Washington (CNN) -- A committee hearing Tuesday on the Department of Energy's use of stimulus funding kept returning to rising gas prices as Republicans hammered Secretary Steven Chu over the pain at the pump.
The partisan divide of Washington was on full display at the House Oversight Committee hearing.
Democrats on the panel repeatedly asked Chu leading questions that provided him the chance to defend administration policies, while Republicans confronted him with allegations of cronyism in Department of Energy loan programs or complaints that he and President Barack Obama don't understand what consumers face from higher gas prices.
Republican Rep. Ann Marie Buerkle of New York asked Chu to "go to the administration and say, 'The American people are hurting. They need you to do something now.' "
She and fellow Republican Rep. Patrick McHenry of North Carolina pushed Chu on what steps he has taken in his three years on the job to bring down gas prices.
When Chu noted investments to boost the use of electric cars and increase fuel efficiency standards, McHenry said those mean nothing to his constituents who have long commutes by car every day.
"I have heard nothing of a policy that will meaningfully impact the price at the pump, other than driving it up," McHenry complained. To tell people in his district facing 10% unemployment to buy a new electric vehicle "is absolutely ridiculous," he said.
Buerkle also challenged the Obama administration's contention that America has 2% of the world's known oil reserves, saying the actual amount is much greater and that expanded exploitation could reduce gas prices in the long term.
Obama has argued there is no single step or "silver bullet" to lower gas prices in the short term, saying oil costs are set by an international market influenced by rising demand in China and India as well as jitters over Middle East instability, particularly involving Iran.
With a presidential election looming, Republican leaders including the presidential hopefuls in the midst of a nomination battle have targeted Obama's energy policies. They seek to blame Obama for high energy costs, saying a failure to greatly expand U.S. oil production is a cause.
Chu repeated administration talking points that the United States is producing more oil and natural gas now than any time in recent years, and that a balanced approach that invests in innovation such as alternative energy sources is needed to remain competitive in global markets.
Despite the Republican criticism, Chu insisted the policies and programs he has pushed are the right ones at a time of changing energy needs and opportunities.
"America has reached a crossroads and members of Congress have a big decision to make: We can play to win in the clean-energy race — investing in America's workers, industries, and innovations — or we can wave the white flag and cede leadership to other countries that are investing in these industries," Chu said."
Asked about his previous comment that he deserved an A-minus grade for his performance so far, Chu stuck to it, adding it should be "a little higher" for efforts to reduce oil imports by steps such as developing electric and natural gas-powered vehicles.
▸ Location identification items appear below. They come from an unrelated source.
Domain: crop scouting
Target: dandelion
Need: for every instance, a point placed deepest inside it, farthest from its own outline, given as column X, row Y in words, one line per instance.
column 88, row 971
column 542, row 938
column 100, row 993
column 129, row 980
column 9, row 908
When Rep. Trey Gowdy, R-South Carolina, repeatedly tried to get Chu to discuss his oft-quoted 2008 comment in favor of higher gas prices in America, the secretary refused to engage, responding several times that he had "nothing more to add to that quote."
"I'm not trying to boost the price of gasoline" as energy secretary, Chu told Gowdy. "Quite the opposite. I'm trying, as a scientist, to diversify the use of gasoline" to bring down fuel costs.
Other Republicans repeatedly asked Chu about loans made under a Department of Energy program intended to promote innovation, such as $500 million for the California solar panel manufacturer Solyndra that later went bankrupt.
Rep. Jim Jordan, R-Ohio, listed a series of loans approved for companies that had investors with ties to Obama administration officials or campaign fundraisers. Jordan asked Chu if he detected a pattern of cronyism, calling it the kind of government behavior that Americans despise.
Chu responded he didn't, and repeatedly answered "no" when asked if any of the administration officials ever lobbied him on the loan program.
Jordan then said thaT many of the companies involved had poor credit ratings, adding that if there was no political motivation for approving the loan guarantees, the only other explanation would be incompetence by Department of Energy officials.
"That's what the American people find so frustrating with the situation," Jordan said.
Chu responded that such a loan program involved high risk investments. Under questioning from committee Chairman Rep. Darrell Issa, R-California, Chu said projects or companies needed to have at least a 50% assessed chance of success to qualify.